Merge pull request #22 from arran4/fix-lint-types-sa9003-15754644472053227385

arran4 · web-flow · commit 47be303ce551 · 2026-02-07T22:16:38.000+11:00
Fix SA9003 empty branch in types.go
diff --git a/types.go b/types.go
@@ -36,7 +36,10 @@ type SeparatorWord string
 
 // String implementations
 func (w SingleCaseWord) String() string     { return strings.ToLower(string(w)) }
-func (w FirstUpperCaseWord) String() string { return upperCaseFirstLower(string(w)) }
+func (w FirstUpperCaseWord) String() string {
+	res, _ := upperCaseFirstLower(string(w), UTF8Replace)
+	return res
+}
 func (w AcronymWord) String() string        { return string(w) }
 func (w UpperCaseWord) String() string      { return strings.ToUpper(string(w)) }
 func (w SeparatorWord) String() string      { return string(w) }
@@ -119,25 +122,31 @@ func MustLowerCaseFirst(s string) string {
 }
 
 // upperCaseFirstLower capitalizes the first character and lowercases the rest.

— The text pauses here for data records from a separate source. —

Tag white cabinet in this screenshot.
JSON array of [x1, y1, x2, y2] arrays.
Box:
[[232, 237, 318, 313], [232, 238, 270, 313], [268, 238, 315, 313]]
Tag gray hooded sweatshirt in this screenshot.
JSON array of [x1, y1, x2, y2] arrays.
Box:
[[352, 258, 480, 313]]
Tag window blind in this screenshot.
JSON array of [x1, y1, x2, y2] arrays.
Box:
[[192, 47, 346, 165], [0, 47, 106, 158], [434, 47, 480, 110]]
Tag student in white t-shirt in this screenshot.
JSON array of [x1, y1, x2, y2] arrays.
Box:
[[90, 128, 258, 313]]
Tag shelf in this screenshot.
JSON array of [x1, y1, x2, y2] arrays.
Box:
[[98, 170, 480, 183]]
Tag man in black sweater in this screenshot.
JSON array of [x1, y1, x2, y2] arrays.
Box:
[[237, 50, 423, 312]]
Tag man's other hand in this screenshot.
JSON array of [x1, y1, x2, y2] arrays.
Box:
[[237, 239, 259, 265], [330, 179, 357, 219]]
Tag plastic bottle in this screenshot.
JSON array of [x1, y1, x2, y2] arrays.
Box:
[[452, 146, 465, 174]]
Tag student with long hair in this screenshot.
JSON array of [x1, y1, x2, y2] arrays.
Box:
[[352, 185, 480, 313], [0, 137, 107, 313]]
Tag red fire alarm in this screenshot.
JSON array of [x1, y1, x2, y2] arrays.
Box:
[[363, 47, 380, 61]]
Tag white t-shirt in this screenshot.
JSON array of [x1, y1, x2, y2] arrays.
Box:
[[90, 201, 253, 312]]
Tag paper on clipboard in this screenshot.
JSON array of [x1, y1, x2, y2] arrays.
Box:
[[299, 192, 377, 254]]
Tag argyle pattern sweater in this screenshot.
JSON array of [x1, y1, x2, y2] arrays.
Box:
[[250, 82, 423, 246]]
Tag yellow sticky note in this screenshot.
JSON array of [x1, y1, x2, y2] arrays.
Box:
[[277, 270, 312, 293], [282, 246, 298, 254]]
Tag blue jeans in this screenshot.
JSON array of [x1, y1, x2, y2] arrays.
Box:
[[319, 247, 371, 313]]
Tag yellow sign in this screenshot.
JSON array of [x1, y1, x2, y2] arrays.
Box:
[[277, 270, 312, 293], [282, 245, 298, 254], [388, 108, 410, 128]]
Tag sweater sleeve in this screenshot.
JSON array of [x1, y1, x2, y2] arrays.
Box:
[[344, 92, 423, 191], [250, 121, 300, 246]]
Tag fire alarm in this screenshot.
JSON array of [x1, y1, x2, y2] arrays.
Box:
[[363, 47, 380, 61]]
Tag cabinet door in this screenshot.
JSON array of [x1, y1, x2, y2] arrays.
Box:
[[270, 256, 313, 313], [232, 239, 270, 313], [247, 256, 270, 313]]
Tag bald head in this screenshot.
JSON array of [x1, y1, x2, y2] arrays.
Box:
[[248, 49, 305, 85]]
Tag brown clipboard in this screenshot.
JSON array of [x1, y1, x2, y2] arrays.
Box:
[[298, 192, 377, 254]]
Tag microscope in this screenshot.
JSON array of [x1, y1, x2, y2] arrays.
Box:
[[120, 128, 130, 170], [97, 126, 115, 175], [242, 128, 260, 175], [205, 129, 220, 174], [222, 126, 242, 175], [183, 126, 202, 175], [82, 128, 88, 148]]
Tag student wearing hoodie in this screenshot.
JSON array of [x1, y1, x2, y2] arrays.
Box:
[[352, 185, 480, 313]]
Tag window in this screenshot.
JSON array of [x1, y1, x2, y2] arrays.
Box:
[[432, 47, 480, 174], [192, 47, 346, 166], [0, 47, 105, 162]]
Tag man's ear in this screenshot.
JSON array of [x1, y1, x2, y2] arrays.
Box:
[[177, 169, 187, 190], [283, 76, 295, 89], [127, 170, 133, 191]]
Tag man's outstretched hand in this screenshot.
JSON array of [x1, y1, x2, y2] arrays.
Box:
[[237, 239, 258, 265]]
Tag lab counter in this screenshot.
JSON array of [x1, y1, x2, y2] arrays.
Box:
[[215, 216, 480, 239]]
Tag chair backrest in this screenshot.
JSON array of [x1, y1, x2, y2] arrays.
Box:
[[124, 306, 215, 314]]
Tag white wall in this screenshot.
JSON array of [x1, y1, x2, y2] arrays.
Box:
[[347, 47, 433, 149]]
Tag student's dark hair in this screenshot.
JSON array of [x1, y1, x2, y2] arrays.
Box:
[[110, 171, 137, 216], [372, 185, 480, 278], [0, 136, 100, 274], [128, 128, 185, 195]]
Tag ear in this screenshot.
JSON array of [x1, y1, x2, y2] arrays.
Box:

-func upperCaseFirstLower(s string) string {
+func upperCaseFirstLower(s string, mode UTF8Mode) (string, error) {
 	if s == "" {
-		return ""
+		return "", nil
 	}
 	r, size := utf8.DecodeRuneInString(s)
 	if r == utf8.RuneError && size == 1 {
-		// Invalid UTF-8 start byte.
-		// We want to replace it with RuneError (like strings.ToLower/ToUpper do).
-		// So we force needChange.
-	} else if r == utf8.RuneError {
-		// Valid RuneError (U+FFFD)
+		if mode == UTF8Strict {
+			return "", fmt.Errorf("%w: invalid rune", ErrRune)
+		}
 	}
 
 	u := unicode.ToUpper(r)
 
-	// Check if changes are needed
-	needChange := (r != u) || (r == utf8.RuneError && size == 1)
+	// Check if changes are needed.
+	// If r == utf8.RuneError && size == 1, it is an invalid UTF-8 start byte.
+	// We want to replace it with RuneError (like strings.ToLower/ToUpper do).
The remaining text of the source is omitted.